[UAI] Doubts about user-session estimation

From: Richard Dybowski (rdybowski@btinternet.com)
Date: Tue Oct 02 2001 - 14:17:27 PDT

Next message: iat01@kis.maebashi-it.ac.jp: "[UAI] WI/IAT-01 Final Program and CFP"

Next message: Ian Miguel: "[UAI] CP 2001 Programme"

Previous message: John Kimmel: "[UAI] New book: Bayesian Networks and Decision Graphs, Finn V. Jensen"
Messages sorted by: [ date ] [ thread ] [ subject ] [ author ]
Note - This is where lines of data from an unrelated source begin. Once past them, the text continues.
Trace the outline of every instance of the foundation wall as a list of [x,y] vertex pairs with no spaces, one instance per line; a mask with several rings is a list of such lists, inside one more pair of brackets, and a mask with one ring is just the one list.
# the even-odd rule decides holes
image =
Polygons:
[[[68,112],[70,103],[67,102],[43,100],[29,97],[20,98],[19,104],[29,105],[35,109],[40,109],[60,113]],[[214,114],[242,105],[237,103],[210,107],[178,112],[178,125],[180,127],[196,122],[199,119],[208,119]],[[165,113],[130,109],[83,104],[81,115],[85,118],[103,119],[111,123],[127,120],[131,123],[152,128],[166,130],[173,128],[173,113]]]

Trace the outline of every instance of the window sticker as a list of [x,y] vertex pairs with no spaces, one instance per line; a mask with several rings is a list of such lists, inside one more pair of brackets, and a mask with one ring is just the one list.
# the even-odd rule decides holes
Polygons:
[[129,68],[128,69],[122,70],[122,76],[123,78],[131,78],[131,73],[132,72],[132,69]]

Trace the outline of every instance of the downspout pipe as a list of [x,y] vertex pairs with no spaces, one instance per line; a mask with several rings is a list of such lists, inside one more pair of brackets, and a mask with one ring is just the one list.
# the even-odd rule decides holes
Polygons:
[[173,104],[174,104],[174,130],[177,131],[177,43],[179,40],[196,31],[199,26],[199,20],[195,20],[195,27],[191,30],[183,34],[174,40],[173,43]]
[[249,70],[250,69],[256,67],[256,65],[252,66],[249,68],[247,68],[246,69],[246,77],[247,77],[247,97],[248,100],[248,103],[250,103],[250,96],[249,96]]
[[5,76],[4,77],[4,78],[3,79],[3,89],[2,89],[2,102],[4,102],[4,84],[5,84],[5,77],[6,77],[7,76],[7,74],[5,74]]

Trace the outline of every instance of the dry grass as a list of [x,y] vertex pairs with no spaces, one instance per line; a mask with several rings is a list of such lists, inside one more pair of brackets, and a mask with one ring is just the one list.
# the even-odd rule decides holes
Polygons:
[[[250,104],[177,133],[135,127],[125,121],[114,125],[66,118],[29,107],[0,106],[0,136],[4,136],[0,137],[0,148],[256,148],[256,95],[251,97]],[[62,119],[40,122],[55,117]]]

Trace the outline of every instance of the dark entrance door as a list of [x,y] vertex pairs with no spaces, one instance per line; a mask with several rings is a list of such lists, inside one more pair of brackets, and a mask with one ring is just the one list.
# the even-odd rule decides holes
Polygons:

I have recently come across two on-line articles on Web-usage analysis that
throw a lot of doubt on the validity of attempting to identify user
sessions from the type of data that is currently recorded in Web server
logs. User-session identification is made difficult by a number of causes,
including caching, load balancing (which assigns multiple IP addresses
during the same user session), and the use of spiders. One of these
critical articles is by Stephen Turner (Cambridge University) [1], the
other is from Susan Haigh and Janette Megarity (National Library of Canada)
[2].

Haigh & Megarity have described user-session estimations as "at best, gross
estimates". It seems to me that what is needed is a systematic validation
of the efficacy of the various Web-analysis algorithms currently available.
This could be done by simulating log-file data from known transactions and
comparing how well an algorithm is able to recover the transactions from
the data. This should be repeated using a wide range of hypothetical
scenarios, such as very frequent load balancing (as occurs in reality with
AOL users).

Does anyone know if such a validation has been done?

Richard

References
---------------

[1] S. Turner. "Analog 5.03: How the Web Works".
http://www.analog.cx/docs/webworks.html [7 July 2001]

[2] S. Haigh, J. Megarity. "Measuring Web Site Usage: Log File Analysis".
http://www.nlc-bnc.ca/9/1/p1-256-e.html [4 August 1998]

-------------------------------
Richard Dybowski, 143 Village Way, Pinner, Middlesex HA5 5AA, UK
Tel (mobile): 079 76 25 00 92

Next message: iat01@kis.maebashi-it.ac.jp: "[UAI] WI/IAT-01 Final Program and CFP"
Next message: Ian Miguel: "[UAI] CP 2001 Programme"
Previous message: John Kimmel: "[UAI] New book: Bayesian Networks and Decision Graphs, Finn V. Jensen"
Messages sorted by: [ date ] [ thread ] [ subject ] [ author ]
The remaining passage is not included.